Excess acetyl coenzyme A causes post-translational modifications, and hyperacetylation of cytoskeletal proteins causes organelle misalignment and changes in cell morphology. These defects result in CD4+ T cells being highly tissue infiltrative and mobile in RA. Mitochondrial-lysosomal crosstalk is disrupted in CD4+ T cells in RA, AMP-activated protein kinase (AMPK) fails to localize to lysosomes, and mechanistic target of rapamycin complex 1 (mTORC1) remains poorly suppressed.
As a result, mTORC1 is uncoupled from ATP status, allowing T cells to proliferate and grow despite bioenergetic stress. This overactivation of mTORC1 in energy-starved cells contributes to evasion of immune response limiting mechanisms. Overall, impaired mitochondrial resilience leads to maladaptive remodeling and ultimately to the release of DAMPs from T cells. These defects are associated with accelerated immunosenescence in RA and reprogram T cells toward a pathogenic state.

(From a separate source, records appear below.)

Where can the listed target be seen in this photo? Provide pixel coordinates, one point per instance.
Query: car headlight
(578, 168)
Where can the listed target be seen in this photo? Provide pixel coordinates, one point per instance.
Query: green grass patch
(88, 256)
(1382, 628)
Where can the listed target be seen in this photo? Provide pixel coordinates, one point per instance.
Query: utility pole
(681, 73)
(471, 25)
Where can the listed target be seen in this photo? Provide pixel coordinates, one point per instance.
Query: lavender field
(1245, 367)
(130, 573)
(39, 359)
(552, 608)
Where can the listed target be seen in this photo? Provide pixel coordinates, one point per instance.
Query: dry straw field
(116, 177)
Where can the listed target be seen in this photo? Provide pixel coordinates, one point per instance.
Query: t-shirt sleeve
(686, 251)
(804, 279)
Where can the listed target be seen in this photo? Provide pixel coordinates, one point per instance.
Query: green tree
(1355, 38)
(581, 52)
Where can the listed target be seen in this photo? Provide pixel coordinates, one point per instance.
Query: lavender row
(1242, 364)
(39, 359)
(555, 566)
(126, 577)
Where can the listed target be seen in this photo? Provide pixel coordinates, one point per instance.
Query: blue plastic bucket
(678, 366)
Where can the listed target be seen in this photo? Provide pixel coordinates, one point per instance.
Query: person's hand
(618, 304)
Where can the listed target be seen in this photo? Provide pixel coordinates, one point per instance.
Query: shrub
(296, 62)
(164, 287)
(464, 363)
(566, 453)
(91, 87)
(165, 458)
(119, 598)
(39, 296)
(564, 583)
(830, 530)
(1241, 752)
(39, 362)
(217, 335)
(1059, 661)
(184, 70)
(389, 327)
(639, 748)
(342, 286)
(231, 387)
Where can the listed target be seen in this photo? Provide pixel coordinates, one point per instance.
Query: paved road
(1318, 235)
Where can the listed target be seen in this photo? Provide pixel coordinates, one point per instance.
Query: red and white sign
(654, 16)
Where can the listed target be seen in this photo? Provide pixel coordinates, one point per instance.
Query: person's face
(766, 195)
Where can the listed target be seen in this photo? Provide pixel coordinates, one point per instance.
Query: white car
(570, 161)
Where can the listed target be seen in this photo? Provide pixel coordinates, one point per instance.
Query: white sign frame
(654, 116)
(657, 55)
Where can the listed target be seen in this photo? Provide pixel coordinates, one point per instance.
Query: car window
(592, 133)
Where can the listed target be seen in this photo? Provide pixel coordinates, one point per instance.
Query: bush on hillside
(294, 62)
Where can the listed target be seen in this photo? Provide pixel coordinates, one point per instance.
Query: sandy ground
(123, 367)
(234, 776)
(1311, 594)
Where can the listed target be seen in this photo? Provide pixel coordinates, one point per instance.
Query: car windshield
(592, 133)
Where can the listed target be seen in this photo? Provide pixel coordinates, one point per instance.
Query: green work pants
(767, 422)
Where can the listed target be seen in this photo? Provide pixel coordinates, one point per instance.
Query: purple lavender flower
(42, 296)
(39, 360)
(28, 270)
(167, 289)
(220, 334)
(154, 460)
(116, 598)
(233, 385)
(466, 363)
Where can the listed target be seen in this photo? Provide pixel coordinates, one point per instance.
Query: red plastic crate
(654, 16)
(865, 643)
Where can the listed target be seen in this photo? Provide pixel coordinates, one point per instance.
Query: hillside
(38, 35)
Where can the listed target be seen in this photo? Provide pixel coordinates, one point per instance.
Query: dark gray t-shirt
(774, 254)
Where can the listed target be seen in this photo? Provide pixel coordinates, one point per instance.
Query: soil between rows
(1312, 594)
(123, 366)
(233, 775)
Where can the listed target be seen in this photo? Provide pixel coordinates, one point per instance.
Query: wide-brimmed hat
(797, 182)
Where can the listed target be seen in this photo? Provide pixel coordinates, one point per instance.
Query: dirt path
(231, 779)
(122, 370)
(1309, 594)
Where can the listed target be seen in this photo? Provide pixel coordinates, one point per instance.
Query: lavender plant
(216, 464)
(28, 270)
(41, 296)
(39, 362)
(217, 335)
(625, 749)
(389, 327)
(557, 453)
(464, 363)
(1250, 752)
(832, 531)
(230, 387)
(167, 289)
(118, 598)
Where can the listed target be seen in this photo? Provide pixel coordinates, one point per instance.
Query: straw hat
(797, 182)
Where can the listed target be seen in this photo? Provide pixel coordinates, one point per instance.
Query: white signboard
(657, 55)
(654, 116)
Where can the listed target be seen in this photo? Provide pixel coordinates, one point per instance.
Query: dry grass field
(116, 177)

This review also highlights GCA as a contrasting model of aging-related autoimmunity. Unlike RA, which reflects accelerated immunosenescence of T cells, GCA may be involved in halting or delaying immunosenescence, with stem-like CD4+ T cells retaining their youthful proliferative capacity, while aged arterial tissue accumulates neoantigens. This discrepancy between immunosenescence and tissue aging may help explain why GCA occurs only after approximately 50 years of age, with a median age of diagnosis of nearly 75 years.
In GCA, stem-like CD4+ T cells have been identified in aortic tissue and may reside within tertiary lymphoid structures near vascular vessels. These cells maintain self-renewal and responsiveness, which is unusual in the elderly, and are able to generate differentiated effector T cells that infiltrate the aged neoantigen-rich vascular tissue. This discrepancy suggests that autoimmune diseases in the elderly may arise not only from weakened immunity but also from discordant aging between immune cells and peripheral tissues.
conclusion
Aging causes a progressive decline in immune integrity through metabolic stress, stem cell depletion, organelle dysfunction, and decline in lymphocyte stemness. As tolerance mechanisms weaken, B and T cells adopt more innate-like characteristics, increasing their vulnerability to autoimmunity. At the same time, immune regulation is disrupted by aging of the lymph nodes, vasculature, and bone marrow. Collectively, this creates conditions for inflammation and autoimmunity.
The authors suggest that future therapeutic strategies should aim to restore metabolic resilience, improve organelle communication, maintain lymphocyte stemness, enhance mitochondrial repair, suppress sustained mTOR signaling, and correct maladaptive endoplasmic reticulum stress. Understanding the mechanisms of delayed immunosenescence may also lead to approaches to rejuvenate immune function, enhance vaccine responsiveness, and prevent age-related autoimmunity.